Open chad-fossa opened 7 months ago

chad-fossa commented 7 months ago

Is your feature request related to a problem? Please describe. Could we somehow have a way to get typechecking for token-based injection? Right now, if I run @inject('someToken') protected fieldName: SomeType and then later do container.register('someToken', {useValue: ThingThatIsNotSomeType}), I do not get any feedback from tsyringe at all. This means that I cannot specify Types or Interfaces as my fieldNames without losing type safety.

Description

type SomeThingRuntimeConfig  = {
    purpleValue: string;
}

class SomeThing {
  constructor(protected runtimeConfig: SomeThingRuntimeConfig) {}
  function purple(): string { return this.runtimeConfig.purpleValue: }
}

@registry([
{ token: 'MyThing', useValue: SomeThing}
])
class MyClass {
  constructor(@inject('MyThing') protected someThingType: typeof SomeThing) {}

  function runtimeBlah(configThing: SomeThingRuntimeConfig) {
      const someThing = new this.someThingType(configThing);
      someThing.purple()
  }
}

...

container.register('MyThing', NotSomeThing) // knows there's a conflict or throws a runtime error

Alternate solutions

Building a factory and injecting that "works", and so does moving the run-time param to a method call. Both of these force a design constraint on users, with the factory adding to boilerplate code and increasing complexity and with the run-time parameters requiring potentially overly burdensome refactoring depending on existing class structure.

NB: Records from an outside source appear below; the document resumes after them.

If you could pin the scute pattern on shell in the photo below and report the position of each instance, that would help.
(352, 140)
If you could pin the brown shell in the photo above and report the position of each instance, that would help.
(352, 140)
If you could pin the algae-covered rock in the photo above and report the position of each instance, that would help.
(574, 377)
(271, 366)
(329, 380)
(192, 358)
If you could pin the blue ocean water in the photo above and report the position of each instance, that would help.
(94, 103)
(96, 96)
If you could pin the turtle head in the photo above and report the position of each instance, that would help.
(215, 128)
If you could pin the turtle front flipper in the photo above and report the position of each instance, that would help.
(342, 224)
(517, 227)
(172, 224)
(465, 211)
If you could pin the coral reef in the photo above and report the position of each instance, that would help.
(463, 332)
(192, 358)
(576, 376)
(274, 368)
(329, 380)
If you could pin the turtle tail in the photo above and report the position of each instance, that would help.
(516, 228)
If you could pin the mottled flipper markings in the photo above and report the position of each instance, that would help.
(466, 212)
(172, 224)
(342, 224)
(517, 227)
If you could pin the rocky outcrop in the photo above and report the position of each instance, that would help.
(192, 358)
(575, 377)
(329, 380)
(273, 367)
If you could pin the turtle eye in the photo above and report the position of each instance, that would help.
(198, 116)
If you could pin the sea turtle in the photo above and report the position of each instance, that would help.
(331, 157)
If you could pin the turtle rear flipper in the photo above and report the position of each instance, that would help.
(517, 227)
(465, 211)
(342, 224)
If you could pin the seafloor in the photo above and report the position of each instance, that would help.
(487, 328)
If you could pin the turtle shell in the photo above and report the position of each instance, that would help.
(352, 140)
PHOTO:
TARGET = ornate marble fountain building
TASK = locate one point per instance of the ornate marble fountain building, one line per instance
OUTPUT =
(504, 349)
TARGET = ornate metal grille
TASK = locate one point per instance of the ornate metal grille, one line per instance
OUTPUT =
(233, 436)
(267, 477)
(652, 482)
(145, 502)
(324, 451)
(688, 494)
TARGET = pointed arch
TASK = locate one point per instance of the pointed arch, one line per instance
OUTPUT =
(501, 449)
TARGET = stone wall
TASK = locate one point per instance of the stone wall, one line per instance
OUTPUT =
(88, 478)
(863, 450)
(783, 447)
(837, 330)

Similarly, when I want to inject a simple config parameter, creating a ConfigProvider class that returns a typed config object and then injecting the class vs being able to inject a simple object which matches a type is also burdensome.

Additional context

The lack of type safety on string tokens requires either sacrificing type safety when using one of the leading DI tools for TypeScript or forces specific design patterns which increase complexity simply to enable using TSyringe for DI while maintaining the ability to typecheck dependencies. This tradeoff adds friction to adoption of TSyringe.